Un inizio turbolento quello della prima settimana di maggio: dopo una lunga riflessione sulle ultime dichiarazioni sul discorso di Pio e Amedeo, l’uso delle parole torna a far discutere.
L’impatto mediatico era inevitabile per via di quella sconvolgente libertà lessicale, di cui i due sono portatori sani; hanno affrontato qualsiasi argomento senza freni realizzando un varietà allegro e spiritoso in tempi non facili.
Dall’importanza del lavoro e degli invisibili dello spettacolo, alla voglia di tornare ad abbracciarsi con quell’ironia e leggerezza disarmanti ma non la soluzione per estirpare ogni tipo di male!
Per chi oggi fa spettacolo è doveroso affrontare tematiche d’attualità, rientra nel campo dell’informazione: la riforma di quello che non funziona, tuttavia, resta un compito riservato ad altri mentre al comico spetta la risata, la capacità di intrattenere sensibilizzando.
Nessun dubbio sulla vittoria del format Felicissima sera, fresco, colorato e sincero anche se quel monologo è costato la testa dei due comici (o quasi). All’alba dei primi tweet post puntata, il web ha condannato il messaggio lanciato, considerato inopportuno ed offensivo. I due ragazzi con semplicità hanno parlato di politically correct, puntando tutto sull’ultima puntata e tutto sull’intenzione. Così, come da copione, la loro intenzione è stata fraintesa: demonizzare gli offensori dinanzi ad un’offesa di qualsiasi genere tutt’oggi, in effetti, non basta.

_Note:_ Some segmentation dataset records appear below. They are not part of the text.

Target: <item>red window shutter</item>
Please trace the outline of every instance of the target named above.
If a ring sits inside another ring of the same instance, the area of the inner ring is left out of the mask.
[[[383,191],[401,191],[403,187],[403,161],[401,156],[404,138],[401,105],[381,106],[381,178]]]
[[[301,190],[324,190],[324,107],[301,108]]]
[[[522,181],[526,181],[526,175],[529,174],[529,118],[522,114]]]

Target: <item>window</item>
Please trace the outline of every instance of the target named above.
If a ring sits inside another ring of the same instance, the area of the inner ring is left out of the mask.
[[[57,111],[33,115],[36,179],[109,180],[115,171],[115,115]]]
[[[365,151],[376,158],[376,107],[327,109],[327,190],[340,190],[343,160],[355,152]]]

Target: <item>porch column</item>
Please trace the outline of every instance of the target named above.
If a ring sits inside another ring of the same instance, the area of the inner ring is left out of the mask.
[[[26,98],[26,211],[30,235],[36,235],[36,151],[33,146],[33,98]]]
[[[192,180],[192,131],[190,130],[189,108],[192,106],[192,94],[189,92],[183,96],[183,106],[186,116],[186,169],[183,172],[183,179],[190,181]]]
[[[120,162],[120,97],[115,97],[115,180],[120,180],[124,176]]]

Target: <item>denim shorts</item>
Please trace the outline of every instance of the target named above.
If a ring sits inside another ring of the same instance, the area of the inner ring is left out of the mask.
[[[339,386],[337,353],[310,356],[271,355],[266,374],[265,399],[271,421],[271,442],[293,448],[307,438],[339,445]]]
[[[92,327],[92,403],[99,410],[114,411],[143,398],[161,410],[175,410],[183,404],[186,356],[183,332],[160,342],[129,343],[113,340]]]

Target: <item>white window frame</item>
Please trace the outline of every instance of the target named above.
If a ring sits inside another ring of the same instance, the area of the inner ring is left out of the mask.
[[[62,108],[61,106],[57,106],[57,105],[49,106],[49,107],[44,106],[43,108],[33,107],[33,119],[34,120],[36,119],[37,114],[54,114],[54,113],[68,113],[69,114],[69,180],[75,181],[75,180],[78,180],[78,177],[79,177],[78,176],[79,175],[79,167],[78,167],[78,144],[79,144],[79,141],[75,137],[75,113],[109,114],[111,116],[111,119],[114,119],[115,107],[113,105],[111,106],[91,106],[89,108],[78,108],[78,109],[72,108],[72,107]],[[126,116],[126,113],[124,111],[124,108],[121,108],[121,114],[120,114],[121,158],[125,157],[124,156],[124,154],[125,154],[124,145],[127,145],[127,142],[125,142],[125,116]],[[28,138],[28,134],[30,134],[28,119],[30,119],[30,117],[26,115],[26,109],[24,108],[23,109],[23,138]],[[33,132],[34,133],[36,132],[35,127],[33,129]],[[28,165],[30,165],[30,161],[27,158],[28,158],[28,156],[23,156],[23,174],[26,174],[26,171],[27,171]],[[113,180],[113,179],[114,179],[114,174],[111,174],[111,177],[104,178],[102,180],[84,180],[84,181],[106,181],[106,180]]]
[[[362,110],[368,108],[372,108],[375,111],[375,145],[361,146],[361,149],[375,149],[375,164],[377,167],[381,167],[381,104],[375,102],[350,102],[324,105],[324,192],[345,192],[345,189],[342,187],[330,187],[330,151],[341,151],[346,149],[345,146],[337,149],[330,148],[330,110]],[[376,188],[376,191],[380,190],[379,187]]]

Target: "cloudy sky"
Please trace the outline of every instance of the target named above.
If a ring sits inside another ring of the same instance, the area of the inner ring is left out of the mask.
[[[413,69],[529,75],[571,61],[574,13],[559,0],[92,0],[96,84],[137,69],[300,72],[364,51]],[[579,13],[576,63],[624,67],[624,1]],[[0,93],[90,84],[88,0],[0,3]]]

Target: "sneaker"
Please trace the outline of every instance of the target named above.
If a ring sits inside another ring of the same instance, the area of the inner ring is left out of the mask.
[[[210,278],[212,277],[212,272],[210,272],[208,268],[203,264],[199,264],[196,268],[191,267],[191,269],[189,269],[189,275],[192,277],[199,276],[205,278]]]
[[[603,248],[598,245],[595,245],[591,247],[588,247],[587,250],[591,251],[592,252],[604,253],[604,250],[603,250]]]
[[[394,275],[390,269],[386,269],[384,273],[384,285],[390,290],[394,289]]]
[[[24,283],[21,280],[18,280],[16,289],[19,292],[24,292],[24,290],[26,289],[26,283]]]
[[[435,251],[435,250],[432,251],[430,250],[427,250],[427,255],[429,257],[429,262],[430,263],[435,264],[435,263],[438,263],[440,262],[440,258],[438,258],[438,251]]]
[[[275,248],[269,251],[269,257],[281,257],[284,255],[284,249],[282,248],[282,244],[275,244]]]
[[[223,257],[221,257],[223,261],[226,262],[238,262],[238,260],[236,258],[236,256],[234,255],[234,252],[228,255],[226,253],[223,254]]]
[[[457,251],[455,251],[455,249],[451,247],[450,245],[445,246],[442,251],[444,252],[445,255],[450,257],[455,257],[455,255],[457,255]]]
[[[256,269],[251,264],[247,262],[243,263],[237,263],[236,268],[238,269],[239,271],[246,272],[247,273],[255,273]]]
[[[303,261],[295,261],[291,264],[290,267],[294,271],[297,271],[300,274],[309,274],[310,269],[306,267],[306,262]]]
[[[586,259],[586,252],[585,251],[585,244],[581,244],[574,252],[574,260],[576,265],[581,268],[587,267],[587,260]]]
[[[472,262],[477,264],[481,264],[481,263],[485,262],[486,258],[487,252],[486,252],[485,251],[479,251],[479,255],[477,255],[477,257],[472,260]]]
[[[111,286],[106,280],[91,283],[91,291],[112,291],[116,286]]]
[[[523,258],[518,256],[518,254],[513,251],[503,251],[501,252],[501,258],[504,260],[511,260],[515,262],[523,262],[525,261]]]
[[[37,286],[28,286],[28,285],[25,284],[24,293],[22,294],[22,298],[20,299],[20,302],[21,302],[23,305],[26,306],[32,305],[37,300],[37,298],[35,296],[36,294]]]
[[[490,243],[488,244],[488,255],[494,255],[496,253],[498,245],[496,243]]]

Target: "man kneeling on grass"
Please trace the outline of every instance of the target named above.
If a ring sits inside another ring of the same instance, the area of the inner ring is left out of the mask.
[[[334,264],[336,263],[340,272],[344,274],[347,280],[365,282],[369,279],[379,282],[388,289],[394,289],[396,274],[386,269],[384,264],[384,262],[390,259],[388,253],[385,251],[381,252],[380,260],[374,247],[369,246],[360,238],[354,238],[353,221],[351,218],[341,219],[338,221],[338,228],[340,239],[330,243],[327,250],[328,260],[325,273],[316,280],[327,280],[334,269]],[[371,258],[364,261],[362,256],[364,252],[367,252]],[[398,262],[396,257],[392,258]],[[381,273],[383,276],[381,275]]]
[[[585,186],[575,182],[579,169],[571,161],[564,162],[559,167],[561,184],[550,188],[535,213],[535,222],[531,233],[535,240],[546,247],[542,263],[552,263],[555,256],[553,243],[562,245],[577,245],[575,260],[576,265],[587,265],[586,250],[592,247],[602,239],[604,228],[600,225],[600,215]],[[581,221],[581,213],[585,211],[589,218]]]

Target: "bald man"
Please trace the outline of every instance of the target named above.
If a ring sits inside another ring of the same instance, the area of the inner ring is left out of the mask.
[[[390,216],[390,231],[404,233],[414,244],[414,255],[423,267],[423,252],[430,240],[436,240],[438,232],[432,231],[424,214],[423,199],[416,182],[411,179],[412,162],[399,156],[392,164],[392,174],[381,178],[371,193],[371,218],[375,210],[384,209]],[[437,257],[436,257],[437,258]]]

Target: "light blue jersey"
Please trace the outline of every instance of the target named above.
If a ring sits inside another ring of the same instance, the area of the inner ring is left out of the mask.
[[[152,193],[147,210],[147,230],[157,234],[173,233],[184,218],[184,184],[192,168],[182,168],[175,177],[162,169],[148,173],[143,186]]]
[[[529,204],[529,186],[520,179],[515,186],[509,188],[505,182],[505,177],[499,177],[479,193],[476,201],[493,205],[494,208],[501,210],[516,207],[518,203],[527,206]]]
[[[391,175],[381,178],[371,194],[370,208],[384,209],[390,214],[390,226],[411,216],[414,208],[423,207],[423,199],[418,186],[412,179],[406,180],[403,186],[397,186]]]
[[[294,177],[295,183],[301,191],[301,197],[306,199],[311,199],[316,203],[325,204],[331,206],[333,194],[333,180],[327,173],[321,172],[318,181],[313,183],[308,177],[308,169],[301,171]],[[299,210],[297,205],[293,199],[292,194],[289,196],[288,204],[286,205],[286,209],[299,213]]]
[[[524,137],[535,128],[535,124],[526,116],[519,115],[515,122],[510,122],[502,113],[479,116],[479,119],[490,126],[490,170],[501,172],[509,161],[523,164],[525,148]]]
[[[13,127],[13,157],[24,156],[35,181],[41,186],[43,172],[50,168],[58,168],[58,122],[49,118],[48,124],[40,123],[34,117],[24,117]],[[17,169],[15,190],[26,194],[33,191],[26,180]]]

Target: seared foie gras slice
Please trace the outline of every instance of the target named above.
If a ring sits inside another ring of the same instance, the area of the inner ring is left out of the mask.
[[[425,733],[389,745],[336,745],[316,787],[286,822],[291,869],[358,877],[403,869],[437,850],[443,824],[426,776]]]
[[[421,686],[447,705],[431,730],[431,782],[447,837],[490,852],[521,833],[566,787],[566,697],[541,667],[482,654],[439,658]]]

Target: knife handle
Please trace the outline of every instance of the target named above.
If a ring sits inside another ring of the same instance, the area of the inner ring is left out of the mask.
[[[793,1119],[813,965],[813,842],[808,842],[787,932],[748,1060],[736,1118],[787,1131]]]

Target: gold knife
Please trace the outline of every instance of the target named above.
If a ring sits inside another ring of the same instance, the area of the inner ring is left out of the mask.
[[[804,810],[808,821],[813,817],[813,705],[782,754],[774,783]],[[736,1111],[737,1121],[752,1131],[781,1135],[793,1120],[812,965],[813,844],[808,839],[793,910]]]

Si possono sfiorare temi come razzismo e discriminazione senza dover colpire qualcuno e, soprattutto, senza lanciare condanne e opinioni?
Il fine ultimo di Pio e Amedeo era chiaramente quello di entrare nei salotti degli italiani e ridere per un paio di ore alleggerendo l’umore.
Si può sempre applicare il loro suggerimento?